An another location smelled of urine or feces in every room we were shown.

We widen our search and finally were elated to find a good clean, and secure Alzheimer’s wing at a Thomson GA. Nursing home. The staff there treated our family member with great love, care and attention right up the last day. They even sent a flower arrangement for his widow.

HEADS UP
The cost of a good Alzheimer’s care facility does not come cheap.
Just over $5300 a month. An if the person has the financial income or resources the FED's require it be liquidated before they help.

Without proper planning that leaves a spouse little of nothing to live on. Or they will be force to live with an Alzheimer’s person with grown aggression and paranoid.

Plan ahead, it is one of the hardest things to do for a spouse or a parent.

Some places count on that guilty feeling will minimize your visits. VISIT if you still care.

rmwhitley
5547
Points
rmwhitley 07/03/13 - 10:25 am
0
0
I'm 64
Unpublished

and ready for some new parts.

corgimom
34064
Points
corgimom 07/03/13 - 03:08 pm
0
0
I told my husband if I was

I told my husband if I was ever diagnosed with Alzheimer's, to take me to the Buster Boyd bridge (the one that goes over the Catawba River) and leave me in the middle of the bridge, I'd take care of the rest.

It is a hideous disease, no one deserves to have it.

To pay the bill of $5300, you would need an annual income of at least $80,000, and few seniors have that. There is no amount of planning that can provide for long-term catastrophic illness.

There is a big difference between euthanasia and letting people die a natural death- and letting God be God. This idea that "we must keep them alive at all costs, so they can lay in a hospital bed and rot" isn't love. That's about selfishness. It has nothing to do with religious beliefs.

There is nothing in any religion that says you need to do that, or even that you should.

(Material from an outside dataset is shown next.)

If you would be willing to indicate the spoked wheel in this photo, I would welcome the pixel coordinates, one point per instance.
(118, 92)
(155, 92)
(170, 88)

Nobody needs to do euthanasia, all you have to do is let nature take its course. Nobody was meant to be tube fed, to be on respirators, to lay in the fetal position 24 hours a day. Nobody was meant to live with a destroyed brain.

And no rational human being would want that for themselves or a loved one. If you've ever been in an end-stage Alzheimer's ward, it's horrific.

I would never want that for myself, nor anybody that I love. Ever.

Darby
26926
Points
Darby 07/04/13 - 04:55 pm
1
0
corgimom

Ditto!

But my personal solution wouldn't involve a bridge. It would be a lot quicker.